A intervenção é prevista limita à área de segurança pública, conforme disposição do artigo 117-A da Lei Orgânica do Distrito Federal e visa pôr fim ao grave comprometimento da ordem pública, marcado pela violência e invasão de prédios públicos.

Restou nomeado para o cargo de interventor Ricardo Garcia Capelli[2], secretário-executivo do Ministério da Justiça e Segurança Pública. O cargo considerado o nº 2 da pasta chefiada por Ministro Flávio Dino, que fica subordinado ao Presidente da República, não estando sujeito às normas distritais que conflitarem com as medidas necessárias à execução da intervenção.

E, poderá requisitar, se for necessário, recursos financeiros, tecnológicos, estruturais e humanos do DF afetos ao objeto e indispensáveis à consecução do objetivo da intervenção.

O interventor, no âmbito do DF, exercerá o controle operacional de todos os órgãos distritais de segurança pública previstos no artigo 144 da CFRB/1988 e ainda no artigo 117-A da Lei Orgânica do DF.

Com a mencionada intervenção, os bens, serviços e servidores afetos às áreas da Secretaria de Estado de Segurança do DF, da Secretaria do Estado de Administração Penitenciária do DF e do Corpo de Bombeiros Militar do DF, para prover o emprego nas ações de segurança pública determinadas pelo interventor.
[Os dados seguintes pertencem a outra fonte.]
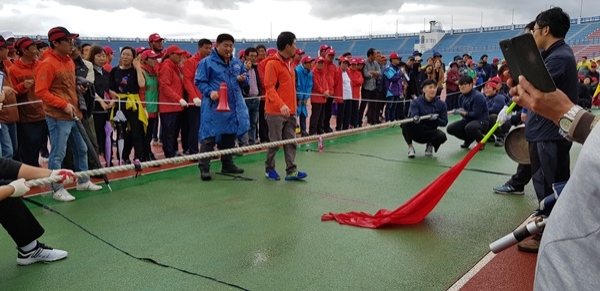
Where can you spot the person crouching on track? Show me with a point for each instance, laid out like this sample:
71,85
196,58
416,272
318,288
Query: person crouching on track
473,109
425,131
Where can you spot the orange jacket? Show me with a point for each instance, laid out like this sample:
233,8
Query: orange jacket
356,80
170,87
280,85
19,73
9,114
320,85
189,72
55,85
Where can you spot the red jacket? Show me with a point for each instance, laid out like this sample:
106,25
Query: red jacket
320,85
356,80
19,73
280,71
339,86
170,87
189,72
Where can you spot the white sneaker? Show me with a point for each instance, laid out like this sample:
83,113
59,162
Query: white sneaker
411,152
428,150
63,195
89,186
41,253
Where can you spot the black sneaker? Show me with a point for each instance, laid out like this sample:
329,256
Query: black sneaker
41,253
232,170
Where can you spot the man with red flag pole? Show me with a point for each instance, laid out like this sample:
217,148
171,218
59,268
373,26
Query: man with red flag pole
418,207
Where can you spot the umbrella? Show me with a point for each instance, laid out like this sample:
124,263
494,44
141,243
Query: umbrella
415,209
108,143
90,147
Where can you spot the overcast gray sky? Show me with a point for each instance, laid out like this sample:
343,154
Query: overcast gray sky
266,18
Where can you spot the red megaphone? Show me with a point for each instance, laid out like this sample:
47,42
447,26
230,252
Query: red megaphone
223,103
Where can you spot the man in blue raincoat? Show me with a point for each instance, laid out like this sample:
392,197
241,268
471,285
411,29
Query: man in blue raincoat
221,128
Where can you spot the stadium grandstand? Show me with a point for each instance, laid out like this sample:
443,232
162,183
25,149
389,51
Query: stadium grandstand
583,36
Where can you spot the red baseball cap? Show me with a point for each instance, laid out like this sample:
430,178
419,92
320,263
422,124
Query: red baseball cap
148,54
24,43
59,32
155,37
4,43
324,47
307,59
108,50
173,50
139,50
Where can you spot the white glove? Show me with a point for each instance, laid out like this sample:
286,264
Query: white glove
502,116
20,188
66,176
197,101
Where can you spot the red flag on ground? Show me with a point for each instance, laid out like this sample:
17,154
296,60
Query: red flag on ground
415,209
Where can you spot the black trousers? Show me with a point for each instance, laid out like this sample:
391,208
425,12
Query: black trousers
193,122
316,119
468,131
32,136
550,163
170,129
327,115
263,127
519,179
416,133
208,145
19,222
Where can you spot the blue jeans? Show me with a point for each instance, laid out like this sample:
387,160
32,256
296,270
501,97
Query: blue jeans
8,140
253,106
63,132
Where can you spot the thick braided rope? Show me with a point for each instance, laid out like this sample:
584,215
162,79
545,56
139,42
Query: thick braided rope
214,154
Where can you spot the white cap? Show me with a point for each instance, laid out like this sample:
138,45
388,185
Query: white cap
7,34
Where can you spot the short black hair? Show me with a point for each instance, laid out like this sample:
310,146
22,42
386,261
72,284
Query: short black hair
204,42
224,37
284,39
465,79
530,26
370,52
555,18
429,82
250,50
129,48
O anúncio da intervenção fora feito quase três horas e meia após a invasão dos prédios públicos. O atual Presidente da República reclamou a punição dos responsáveis e de quem facilitou o furo do bloqueio por parte dos terroristas.
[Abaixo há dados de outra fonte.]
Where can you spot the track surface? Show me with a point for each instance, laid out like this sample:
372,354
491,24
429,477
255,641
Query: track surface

Afirmou também que os policiais e demais autoridades que não atuaram contra os atos "não ficarão impunes, porque não são de confiança da sociedade brasileira".

Cumpre frisar que a doutrina balizada é unívoca em entender que os motivos autorizadores da intervenção federal constituem rol taxativo. Aliás, a jurisprudência confirma, in litteris:

“Taxatividade das hipóteses constitucionais de intervenção federal: STF – “O tratamento restritivo, constitucionalmente dispensado ao mecanismo da intervenção federal, impõe que não se ampliem as hipóteses de sua incidência, cabendo ao intérprete identificar, no rol exaustivo do art. 34 da Carta Política, os casos únicos que legitimam, em nosso sistema jurídico, a decretação da intervenção federal nos Estados-membros” (STF – Intervenção Federal nº 591-9/BA – Rel. Ministro-Presidente Celso de Mello, Diário da Justiça, Seção I, 16 set. 1998, p. 42).”
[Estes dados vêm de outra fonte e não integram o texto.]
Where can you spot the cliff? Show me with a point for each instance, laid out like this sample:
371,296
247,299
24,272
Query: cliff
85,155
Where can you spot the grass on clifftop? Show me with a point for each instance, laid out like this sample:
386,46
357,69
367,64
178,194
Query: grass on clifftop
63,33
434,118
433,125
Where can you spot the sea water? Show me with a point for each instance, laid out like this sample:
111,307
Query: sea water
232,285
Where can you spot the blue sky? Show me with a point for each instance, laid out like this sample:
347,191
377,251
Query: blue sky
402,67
José Cretella Júnior ressaltava que, constituindo exceções, os casos de intervenção federal não são suscetíveis de qualquer tipo de interpretação ampliativa, uma vez que a autonomia do Estado-membro é da própria essência da Federação, motivo por que a enumeração constitucional das hipóteses excepcionais é taxativa, não exemplificativa.

O Ministro Gilmar Ferreira Mendes afirma que, no processo de intervenção federal nos estados e no Distrito Federal, verifica-se um conflito entre a União (que visa garantir a eficácia dos princípios constitucionais da CFRB-1988) e a posição dos estados e do Distrito Federal (que visam assegurar sua autonomia), sendo que, a primeira baliza interpretativa, é o próprio mandamento da não intervenção, consagrado constitucionalmente. Mendes propugna, em seguida, a análise da “legitimidade da intervenção federal a partir de sua conformidade ao princípio constitucional da proporcionalidade.

A Constituição brasileira vigente prevê, em seu artigo 34, as únicas hipóteses em que poderá ocorrer a intervenção e, em seu artigo 36, os órgãos competentes para solicitar o procedimento. Vale ressaltar que a decretação da Intervenção Federal é sempre de competência do Presidente da República, mas existem casos em que este depende da solicitação por outros órgãos. Para facilitar a compreensão de quem possui a iniciativa em cada caso, separamos alguns dispositivos em primeira parte e parte final, tratando de grupos de incisos.

O Presidente da República pode iniciar espontaneamente uma Intervenção Federal, nas hipóteses dos incisos I, II, III e V do art. 34, ou seja, quando destinada a: Manter a integridade nacional (inciso I); Repelir invasão estrangeira (inciso II, primeira parte); Repelir invasão de uma unidade da Federação em outra (inciso II, parte final); Pôr termo a grave comprometimento da ordem pública (inciso III); Reorganizar as finanças da unidade da Federação que (inciso V):a) suspender o pagamento da dívida fundada por mais de dois anos consecutivos, salvo motivo de força maior ; b) deixar de entregar aos Municípios receitas tributárias fixadas nesta Constituição, dentro dos prazos estabelecidos em lei.[3]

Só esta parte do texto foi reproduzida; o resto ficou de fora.